My Review of the Pfaff Ambition Essential

Pfaff Ambition Essential Sewing Machine

Quick Notes

The Pfaff Ambition Essential is a good choice for the intermediate or serious sewer. It offers a good range of stitches and features, including of course Pfaff's IDT system, and stitch consistency and quality are good. It's a shame that it lacks a start/stop button and speed slider.

The Pros

  • IDT system
  • Useful tie-off functionality
  • Well designed

The Cons

  • No start/stop button and speed slider
  • Max stitch length is 4.5 mm

Pfaff Ambition Essential Overview

Come with me, let's take a peek together into the the world of the Pfaff Ambition Essential!

This stellar sewing machine is the most recently released in the Ambition line, which also includes the Ambition 1.0 and the Quilt Ambition 2.0 (the Ambition 1.5 having been discontinued). As its name implies, the Ambition Essential it is a trimmed down version of the Ambition 1.0. The good news is that this means it is more affordable!

Despite being the trimmed down machine of the Ambition line, it still manages to pack a lot in. It has a professional feel to it, and is a high quality computerised machine with an excellent range of features (including the much loved Pfaff IDT system!).

How Does It Compare?

First things first, lets see how it compares.

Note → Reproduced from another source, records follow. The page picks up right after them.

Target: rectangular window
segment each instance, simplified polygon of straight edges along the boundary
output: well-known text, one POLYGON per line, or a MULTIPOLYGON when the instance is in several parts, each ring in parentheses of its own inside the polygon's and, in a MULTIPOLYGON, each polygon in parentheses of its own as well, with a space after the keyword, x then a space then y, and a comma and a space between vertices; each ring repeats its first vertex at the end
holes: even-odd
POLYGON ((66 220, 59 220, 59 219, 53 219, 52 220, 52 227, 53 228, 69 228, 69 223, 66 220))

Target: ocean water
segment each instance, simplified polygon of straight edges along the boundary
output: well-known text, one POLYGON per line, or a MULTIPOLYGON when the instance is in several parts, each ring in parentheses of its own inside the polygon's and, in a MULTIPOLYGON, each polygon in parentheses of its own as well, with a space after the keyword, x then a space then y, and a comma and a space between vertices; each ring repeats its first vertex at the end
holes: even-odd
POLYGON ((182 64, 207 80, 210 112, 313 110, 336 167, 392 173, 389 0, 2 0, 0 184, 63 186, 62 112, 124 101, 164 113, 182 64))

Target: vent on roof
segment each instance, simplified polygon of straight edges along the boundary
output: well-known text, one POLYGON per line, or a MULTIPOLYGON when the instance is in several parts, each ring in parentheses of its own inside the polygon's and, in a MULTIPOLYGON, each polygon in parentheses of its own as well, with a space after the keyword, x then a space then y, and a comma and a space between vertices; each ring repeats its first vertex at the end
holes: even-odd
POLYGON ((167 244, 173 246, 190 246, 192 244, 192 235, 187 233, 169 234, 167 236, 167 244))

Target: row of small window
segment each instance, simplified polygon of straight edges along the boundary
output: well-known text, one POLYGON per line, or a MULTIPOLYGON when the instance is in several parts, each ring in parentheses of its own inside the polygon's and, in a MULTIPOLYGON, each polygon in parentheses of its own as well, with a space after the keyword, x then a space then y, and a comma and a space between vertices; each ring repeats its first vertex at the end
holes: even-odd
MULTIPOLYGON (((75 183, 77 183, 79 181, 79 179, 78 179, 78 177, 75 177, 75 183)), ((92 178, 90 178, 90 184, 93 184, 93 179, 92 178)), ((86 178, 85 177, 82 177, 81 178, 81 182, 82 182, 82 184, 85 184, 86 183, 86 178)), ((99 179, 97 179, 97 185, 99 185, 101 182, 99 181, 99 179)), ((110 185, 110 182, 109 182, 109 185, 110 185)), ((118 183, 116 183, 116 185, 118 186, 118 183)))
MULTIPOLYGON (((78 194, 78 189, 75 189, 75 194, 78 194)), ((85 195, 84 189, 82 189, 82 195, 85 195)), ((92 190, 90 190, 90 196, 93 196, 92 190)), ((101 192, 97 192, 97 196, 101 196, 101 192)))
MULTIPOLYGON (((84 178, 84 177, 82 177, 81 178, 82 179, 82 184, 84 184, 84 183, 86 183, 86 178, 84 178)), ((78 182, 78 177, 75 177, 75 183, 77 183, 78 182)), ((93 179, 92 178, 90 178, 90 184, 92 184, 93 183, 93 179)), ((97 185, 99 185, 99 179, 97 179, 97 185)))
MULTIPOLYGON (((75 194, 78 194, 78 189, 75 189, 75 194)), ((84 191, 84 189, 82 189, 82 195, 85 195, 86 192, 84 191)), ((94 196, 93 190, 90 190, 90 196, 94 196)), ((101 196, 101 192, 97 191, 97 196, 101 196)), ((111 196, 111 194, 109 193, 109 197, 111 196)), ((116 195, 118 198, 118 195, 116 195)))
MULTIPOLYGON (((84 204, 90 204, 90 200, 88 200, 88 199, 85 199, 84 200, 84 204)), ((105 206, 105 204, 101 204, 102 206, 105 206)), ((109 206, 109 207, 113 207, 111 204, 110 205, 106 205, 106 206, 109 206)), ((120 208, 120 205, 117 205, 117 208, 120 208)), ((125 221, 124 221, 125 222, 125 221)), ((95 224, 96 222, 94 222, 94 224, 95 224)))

I have put together a quick comparison between the Ambition Essential, the Ambition 1.0, the Bernina 330 and the Singer Quantum Stylist 9960.

ModelPfaff Ambition Essential Sewing Machine
Pfaff Ambition
Pfaff Ambition 1.0 Sewing Machine
Ambition 1.0
Bernina 330 Sewing Machine
Singer Quantum Stylist 9960 Sewing Machine
Singer Quantum
Stylist 9960
Price Check Price
Check Price
Check Price
Check Price
Stitches 110 136 97 600
Alphabet Stitches 2 2 1 5
Buttonholes 6 7 1 13
Bobbin Type Top Loading Top Loading Front Loading Top Loading
Presser Feet 6 6 5 13 (including a
walking foot)
Auto Needle Threader
Auto Thread Cutter
Other Features IDT system IDT system - Extension table

These machines are all around the same price, apart from the Ambition 1.0 which is slightly more expensive. With the Bernina you are getting fewer features but higher quality, whereas with the Singer you are getting a lot of features, but probably sacrificing quality and durability somewhere. For that balance of features vs quality I would place the Ambition Essential pretty much squarely between the two.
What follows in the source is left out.